By the time I got back to my room, it was almost 9 a.m., but I buckled right down to work. The words gushed out.

Then I wrote one perfect sentence.

I sat back and looked at it in surprise.

Then I looked at the clock. 10 a.m.

I broke my “no Internet” rule long enough to email a couple of friends and say, “Sometimes you have to write for an hour to get one perfect sentence.” Then I re-unplugged. **

The hundreds of words that came before that sentence? I don’t know if they will survive. But I’ve got that one. Perfect. Sentence. It would be nice if ALL my sentences came out like that, but o my friends, it does NOT work that way for me.

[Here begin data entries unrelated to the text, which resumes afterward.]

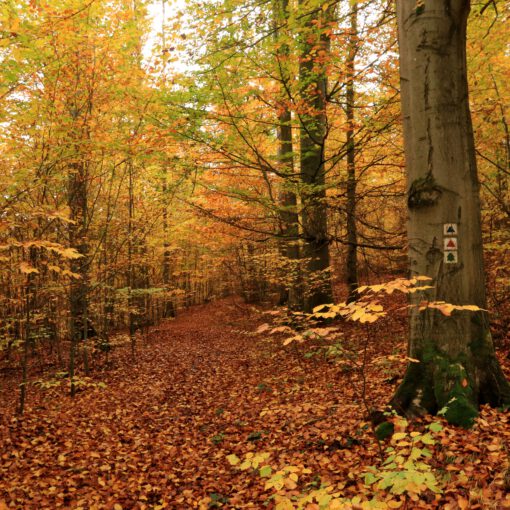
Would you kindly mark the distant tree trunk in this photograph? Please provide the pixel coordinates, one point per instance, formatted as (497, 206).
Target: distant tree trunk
(351, 264)
(78, 294)
(315, 46)
(131, 267)
(290, 293)
(458, 368)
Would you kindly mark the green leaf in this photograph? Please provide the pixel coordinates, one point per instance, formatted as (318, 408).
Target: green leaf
(265, 471)
(435, 427)
(233, 459)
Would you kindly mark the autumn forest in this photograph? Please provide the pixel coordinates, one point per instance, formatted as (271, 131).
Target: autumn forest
(254, 254)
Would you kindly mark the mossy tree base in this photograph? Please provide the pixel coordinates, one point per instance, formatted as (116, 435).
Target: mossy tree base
(454, 387)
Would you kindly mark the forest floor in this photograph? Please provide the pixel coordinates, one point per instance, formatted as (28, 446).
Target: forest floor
(207, 386)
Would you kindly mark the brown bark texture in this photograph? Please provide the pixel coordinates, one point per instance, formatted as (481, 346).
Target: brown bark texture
(458, 369)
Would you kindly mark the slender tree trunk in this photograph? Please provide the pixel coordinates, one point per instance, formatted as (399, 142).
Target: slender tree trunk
(78, 294)
(290, 294)
(315, 46)
(351, 265)
(131, 269)
(458, 368)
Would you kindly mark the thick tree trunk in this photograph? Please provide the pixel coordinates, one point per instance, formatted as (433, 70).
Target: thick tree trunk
(458, 368)
(351, 263)
(315, 46)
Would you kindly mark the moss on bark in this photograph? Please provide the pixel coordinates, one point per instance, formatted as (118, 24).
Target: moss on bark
(454, 386)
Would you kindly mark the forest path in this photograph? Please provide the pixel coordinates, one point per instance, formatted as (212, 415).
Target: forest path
(202, 387)
(160, 431)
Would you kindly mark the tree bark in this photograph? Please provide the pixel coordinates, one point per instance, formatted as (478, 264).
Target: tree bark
(351, 263)
(315, 47)
(290, 293)
(458, 369)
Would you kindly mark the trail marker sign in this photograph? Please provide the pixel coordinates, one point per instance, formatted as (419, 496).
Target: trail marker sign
(451, 257)
(450, 229)
(450, 244)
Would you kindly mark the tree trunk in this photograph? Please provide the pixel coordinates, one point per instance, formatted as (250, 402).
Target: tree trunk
(78, 294)
(290, 293)
(458, 369)
(351, 263)
(315, 46)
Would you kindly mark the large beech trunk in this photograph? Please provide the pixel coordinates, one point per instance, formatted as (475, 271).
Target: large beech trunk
(458, 369)
(315, 47)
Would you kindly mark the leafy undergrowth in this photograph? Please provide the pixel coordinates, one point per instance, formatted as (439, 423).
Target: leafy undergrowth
(213, 414)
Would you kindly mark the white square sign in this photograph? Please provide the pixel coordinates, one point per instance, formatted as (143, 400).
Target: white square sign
(450, 244)
(451, 257)
(450, 229)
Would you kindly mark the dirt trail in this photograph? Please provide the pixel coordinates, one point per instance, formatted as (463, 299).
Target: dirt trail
(202, 387)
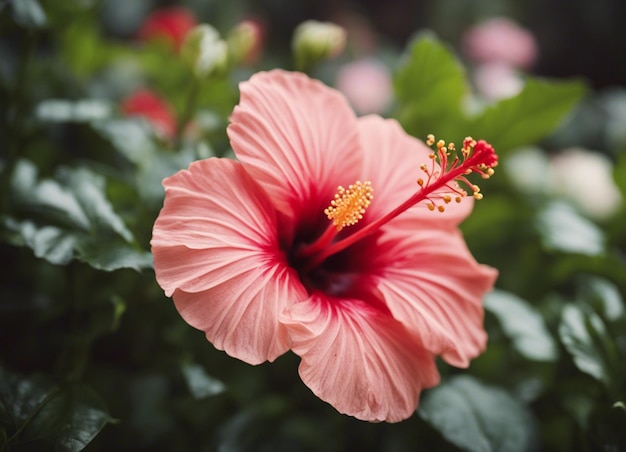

I went out for lunch and dinner, then I wrote some more. If I wasn’t writing, I was staring into space thinking about my story. That’s one of the most important elements of writing: the luxury of staring into space.

Sometime after 9 p.m. I got tired and shut down the laptop. I watched the last 45 minutes or so of “Meet the Parents,” which is a pretty good way to end the day … a bride with a black eye, sewage spraying all over people, an impostor cat, and a happily-ever-after.

I got up at 6:15 again the next morning (okay, I lied: I hit the snooze button once. I got up at 6:25). I brewed another instant coffee, then I went outside, because my new scene demanded I walk around dark downtown again.

Back to the hotel room for one last burst of writing.

Around 10:30 a.m. I started losing momentum. My gush slowed to a trickle. I checked my word count. Almost 4500 new words in my 40-hour getaway. That’s a LOT, for me. I took a shower, which shook loose one more idea (showers are a great source of ideas), and I added it to the story.

Then I went home.

My husband and son were out with friends. :-)

When they came home, I watched The Office with my son.


* Netflix, book event, DVR’d shows, book event, Hulu, book event …

** Remember that Office episode where Dwight is shunning Andy? But he has to talk to him about something, so he makes a parking-arm gesture and says, “Un-shun,” then “Re-shun.” That’s how I felt.